6 - Poet

138 14 5
                                    

Bian POV

"Lo bisa nemenin gue makan siang nggak hari ini? Ke Blok S," ujar gue di telepon. Siapa lagi yang bakal gue telepon kecuali sahabat gue satu itu, iya si calon istri Satria.

"Sorry, gue ada meeting nih sama Direktur. Gue nggak bisa nemenin elo. Minta tolong Jason aja, dia lagi nggak ikutan meeting," jawabnya. Gue agak kecewa sebetulnya tapi ya gimana lagi, namanya juga kerjaan kan? 

Sebenarnya gue ngantor di sebelah kantor dia. Gue bisa-bisa aja nebengin dia ke Blok S buat makan siang, soalnya klien gue memang kebetulan anak perusahaan tempat dia kerja. Kalian bisa tebak nggak kira-kira gue lagi jadi konsultan perusahaan apa? Cluenya, perusahaan plat merah yang punya komplek perkantoran di kawasan Gatot Subroto. Google aja coba *smirk.

"Yah elu, ya udah deh. Gue terpaksa makan sendiri dong nih?"

"Makanya cari pacar, biar gak jomblo kelamaan. Dibilang jangan ngajakin gue makan mulu ih, cari cewek sana."

"Ye sombong lu mentang-mentang mo nikah. Kan gue udah bilang kalau cuma lu cewek yang bisa ngimbangin porsi makan gue,"

"Duh sorry banget yan, gak bisa."

"Iye Iye, ya udah kalau gitu. Sampai nanti ya!"

"Yok! Dah!"

Gue mengakhiri telepon gue. "Mbak, saya mau makan siang dulu ya. Nanti kalau ada apa-apa chat saya aja di WA," kata gue ke klien yang sedang kerja bareng gue. Gue siap-siap turun ke parkiran mobil setelah mendapatkan lampu hijau dari mbak-mbak berjilbab itu.

Gue berjalan menuju lift hingga sesaat gue jadi berubah pikiran, "Kayaknya mending makan di kantin kantor ini deh timbang ke Blok S." Dan ya gue mengurungkan niat untuk makan di Blok S, for the sake of gut feeling. Buat gue, nggak masalah makan dimana aja yang penting gue kenyang.

'And when the time comes, your lingering feels disappear. Doesn't matter how many times, I broke up with fears'

"Lagi bikin puisi ya?" cetus seorang cewek. Gue bahkan baru sadar kalau gue se-lift cuma berdua dengan cewek itu. Gue kebingungan.

"Mas tadi bergumam pakai bahasa Inggris gitu, eh kenalin, April." Gue masih cengo saat cewek yang bertubuh petite itu mengulurkan tangan ke gue. Sepersekian detik gue berusaha mencerna skenario di dalam lift ini. Cewek bernama April itu menarik kembali tangannya dengan canggung lalu menyibakkan rambut panjangnya di balik telinga.

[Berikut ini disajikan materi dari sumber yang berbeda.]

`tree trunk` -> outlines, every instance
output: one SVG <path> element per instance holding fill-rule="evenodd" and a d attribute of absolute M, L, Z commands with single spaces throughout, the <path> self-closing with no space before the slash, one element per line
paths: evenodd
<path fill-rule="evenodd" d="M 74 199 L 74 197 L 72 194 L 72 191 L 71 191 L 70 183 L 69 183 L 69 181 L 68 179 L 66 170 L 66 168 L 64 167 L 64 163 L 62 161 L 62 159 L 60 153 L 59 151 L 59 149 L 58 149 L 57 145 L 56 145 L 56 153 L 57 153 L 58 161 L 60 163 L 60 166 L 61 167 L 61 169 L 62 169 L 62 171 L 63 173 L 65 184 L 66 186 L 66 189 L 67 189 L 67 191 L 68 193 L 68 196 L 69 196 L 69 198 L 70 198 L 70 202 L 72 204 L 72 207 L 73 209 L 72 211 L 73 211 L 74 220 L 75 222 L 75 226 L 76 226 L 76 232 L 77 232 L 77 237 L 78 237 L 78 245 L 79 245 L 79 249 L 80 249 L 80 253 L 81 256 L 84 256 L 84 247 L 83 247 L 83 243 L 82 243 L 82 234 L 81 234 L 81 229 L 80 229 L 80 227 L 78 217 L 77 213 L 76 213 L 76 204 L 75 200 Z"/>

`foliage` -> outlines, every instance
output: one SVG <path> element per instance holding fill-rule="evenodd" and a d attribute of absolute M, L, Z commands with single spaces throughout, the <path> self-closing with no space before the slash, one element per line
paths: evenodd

"Oh, maaf. Bian, Biantara Ramadan." ujar gue gantian mengulurkan tangan ke arahnya setelah bisa mencerna situasi.

"Maaf ya kalau saya lancang," ujarnya. Gue menggenggam tangannya sembari menggelengkan kepala.

"Ah nggak, maaf ya kalau saya bergumam terlalu keras. Mengganggu ya?" April menggelengkan kepalanya. Rona merah tersemburat di pipinya. Anjir, gue nggak ngapa-ngapain dia.

"Eh, Mbak April mau makan sama saya?" ujar gue begitu dia melepas genggaman tangannya dan hendak keluar dari lift. Tangan gue menahan pintu lift sepersekian detik, menunggu jawabannya.

"Mbak sendirian atau sudah bareng teman-teman?" lanjut gue, takut-takut kalau cewek ini udah janjian bareng sama temennya.

"Saya sendirian sih."

"Mau nemenin saya makan?"

"Boleh."

***

Pertemuan gue dengan orang ini mungkin terbilang sangat aneh dan ganjil, gue mengakui hal itu. Tapi gue gak nyangka kalau cewek ini adalah tipe orang yang apresiatif. Sesuatu yang menarik buat gue, jarang banget nemuin orang positif di sini khususnya di Jakarta.